もし90年代ぐらいで坂本龍一の作品を追いかけるのを止めてしまった人がいたとしたら、そこは非常にもったいない。私は彼の全盛期は最後の10年だったと本当に思っている。(それ故に、「ガンなのに命を削って作ってたから凄い」だとかそういう所でしか作品を語れないマスコミを残念に思っている。結局ゴッホやピカソの何が凄いのかわからないから、人生が壮絶だったとか言って、浪花節の物語として消費して評価しているのと同じだ。そういう部分にももちろん私は人間としてもちろん感動するが、それよりなにより、作品として凄いという事が残念ながら一般の人にあまり伝わっていないように思う。同様に現役で最重要の音楽家の一人であった事の方が何十年も前に戦メリ作った人、であるよりも遥かに凄いがそれを語れる音楽担当がマスコミにいない。未だに語るのはそこだけかよ、とうんざりする。)

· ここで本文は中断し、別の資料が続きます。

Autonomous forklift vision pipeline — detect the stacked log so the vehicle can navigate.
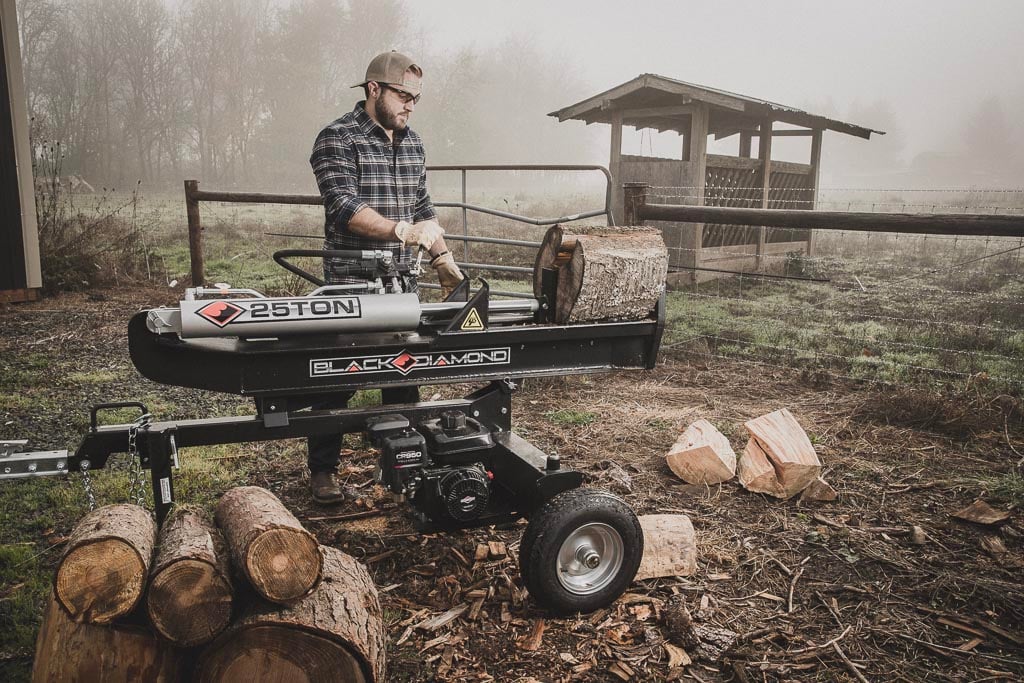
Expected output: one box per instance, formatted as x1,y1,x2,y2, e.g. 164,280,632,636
53,505,157,624
33,486,385,683
216,486,324,604
146,507,233,647
197,548,385,683
32,596,181,683
534,225,669,324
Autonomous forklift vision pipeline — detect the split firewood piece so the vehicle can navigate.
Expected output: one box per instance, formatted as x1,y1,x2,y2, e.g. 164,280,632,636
800,477,839,503
216,486,324,604
53,505,157,624
32,595,183,683
666,420,736,483
196,548,385,683
146,506,232,647
636,515,697,581
744,408,821,498
736,438,785,498
952,498,1010,525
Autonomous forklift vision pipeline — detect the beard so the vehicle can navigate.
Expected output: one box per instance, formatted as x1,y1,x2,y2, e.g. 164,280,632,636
377,98,409,130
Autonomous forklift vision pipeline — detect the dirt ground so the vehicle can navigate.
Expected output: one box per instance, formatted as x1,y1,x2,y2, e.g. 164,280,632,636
0,290,1024,682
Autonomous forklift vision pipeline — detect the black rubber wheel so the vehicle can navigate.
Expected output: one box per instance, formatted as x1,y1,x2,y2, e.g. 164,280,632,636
519,488,643,614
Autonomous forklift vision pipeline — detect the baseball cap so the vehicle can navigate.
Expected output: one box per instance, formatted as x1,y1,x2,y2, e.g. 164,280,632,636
352,50,423,95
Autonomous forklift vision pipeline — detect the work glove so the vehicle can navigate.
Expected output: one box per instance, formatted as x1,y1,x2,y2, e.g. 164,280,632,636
430,246,466,299
394,220,444,251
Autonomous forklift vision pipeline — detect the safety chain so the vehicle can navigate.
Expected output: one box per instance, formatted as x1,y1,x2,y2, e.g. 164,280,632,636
128,413,153,508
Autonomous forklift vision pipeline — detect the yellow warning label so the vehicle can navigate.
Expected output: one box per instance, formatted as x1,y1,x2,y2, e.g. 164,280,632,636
459,308,484,332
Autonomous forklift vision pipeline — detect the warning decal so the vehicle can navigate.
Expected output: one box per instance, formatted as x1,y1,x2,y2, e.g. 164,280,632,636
459,308,485,332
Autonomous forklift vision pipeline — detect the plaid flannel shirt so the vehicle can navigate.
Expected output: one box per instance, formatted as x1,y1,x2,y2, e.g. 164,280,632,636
309,101,436,284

映画に話を戻すと、鑑賞していて、なぜ私がこれほど坂本龍一の演奏、楽曲を素晴らしいと思うのか、というのを改めて理解する事ができた。例えば中期のシェルタリングスカイにしても、本当に必要な音の要素だけをミニマムに時間軸に置いていく、なにかミニマルな建築の柱が並ぶようにフレーズの繰り返しが続く楽曲の構造であるにも関わらず、その必要最低限の一音一音が同時に凄まじくエモーショナルに響く楽曲構成になっているという事が彼の楽曲を特別にしているのだと思う。大友良英氏も確か同じような感想を追悼等で述べられていたと思うが、その両方が同時に成り立っているという事が凄いのだと思う。
エモーショナルな楽曲を作ろうと思えば作れるが、それが坂本龍一の場合ドラマチックに楽曲が展開しているわけではなく(もちろん、ラストエンペラー等の例外もあるが)、限られた音の繰り返しによってなりたっているのだ。そしてそのような彼の資質が最初に述べた「音の響き」そのものを楽曲に取り入れるという引き算的な発想につながり、晩年のasyncやレヴナントのサウンドトラックに結実しているのだと思う。
そのような楽曲であるが故に、最晩年の一音一音の音を丁寧に響かせて聞かせる彼のピアノのスタイルが当然のように合うわけで、私にとっては本当に至福の時であった。本当に最後のライブを目の前で拝見するかのように一音一音を噛みしめて味わう事が出来た。映像、カメラワークも美しかった。終わってから、家に帰るまでの時間もずっと心が満たされていた。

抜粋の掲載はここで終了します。